As Paolo Gibellini and jsbueno said, the Gimp image mode conversion can calculate an optimized colour palette for as many colours as you want, or can use a colour palette that you specify. The docs are here:
http://docs.gimp.org/en/gimp-image-convert-indexed.html
However, the result will be as you suspected, very pixelated around areas where one colour is transitioning to another. You need a way to separate out lines and fine detail from the predominant colour regions.
The "wavelet decompose" filter is a great plug-in for doing just that. It separates the image out into multiple layers, such that the bottom layer is a blurred version of the image and each successive layer adds extra details back in using "grain merge" mode. Wavelet decompose is usually used for touch-ups and noise reduction, but I was able to put it to use for your purpose.
Here's the process I used:
Apply wavelet decompose with the default settings, then (in the Layers
toolbox) successively turn off the visibility of the top-most layers until you find a level of blur that show solid colour blocks but still has the important detail. That was wavelet scale 4 for me. The layers above this will be your "detail" layers and the layers below will be your "colour" layers.
Make all your layers visible again, and use "merge down" to combine all your detail wavelet layers together (i.e., wavelet scale 1, 2, and 3 for me) and and all your colour layers together (i.e., wavelet scale 4 and 5 and the wavelet residual). Be careful not to merge your original image, in case you decide to start over. You'll have to manually set the mode on the merged detail layer back to "grain merge" -- it switches to "normal" when you merge.
Select the merged colour layer and copy it, then paste as a new image (you need to do this as a new image, since indexed mode applies to the whole image, not just one layer). On the new image, go to Image>Mode>Indexed
and pick the colour settings you want. (If you don't like the results, undo and try again with different colour settings.) When you've got a good colour-palette, copy the image, go back to the other file, and select "paste as new layer". In your layers toolbox, move the pasted layer to be underneath the details layer (which should be in "grain merge" mode).
Select the details layer, and go to Color>Desaturate
. Pick a desaturate mode that looks good to you (I used luminosity).

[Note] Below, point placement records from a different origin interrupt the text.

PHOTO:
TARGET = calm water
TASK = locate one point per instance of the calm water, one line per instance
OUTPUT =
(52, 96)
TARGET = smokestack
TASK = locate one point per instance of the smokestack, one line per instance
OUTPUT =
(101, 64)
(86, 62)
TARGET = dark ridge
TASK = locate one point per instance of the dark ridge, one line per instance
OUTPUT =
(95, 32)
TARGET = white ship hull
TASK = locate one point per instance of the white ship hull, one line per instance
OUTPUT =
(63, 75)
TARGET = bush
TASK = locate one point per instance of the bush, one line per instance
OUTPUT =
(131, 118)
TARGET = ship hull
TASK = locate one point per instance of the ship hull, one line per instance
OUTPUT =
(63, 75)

By desaturating the details, you make sure that they only add gray lines, not new colours. The details layer on top of the converted colour layer should give you the colouring book effect you're going for. If you want to actually create a colouring book, you need another step:
Duplicate the converted colour layer. Go to Filter>Edge-detect>Edge
and find a set of options that finds the edges nicely (I couldn't tell much difference between them, and just went with the default). The result will be a layer with coloured edges on a black background. Use Color>Invert
to get a white background, and then use Color>Desaturate
to make it grayscale. To make all the gray lines equally dark, go to Color>Levels
, and move the middle selector in "Input Levels" (i.e., the gamma correction value) to the right. The edge layer, plus optionally the details layer on top, will now be your colouring book outlines.
If you want to combine the edge layer with the colour layer, use Color>Color To Alpha
to make the white areas of your edge layer transparent.
Original:

Simple conversion to a 16-colour palette:

Colour-block version of the 16-colour palette:

Colouring-book style edges for 16-colour image, plus grayscale details:

Colour-block version with edges and grayscale details on top:

Colour-block version with edges, no details:

I don't know what age range you're going for -- that final image is rather complex. Steps to try to create a simpler image:
- use a more blurry version of the image for the colour indexing step,
- use fewer colours
- use a high-contrast colour palette instead of letting the computer pick an optimized palette (the computer optimization is intended to preserve as much detail as possible).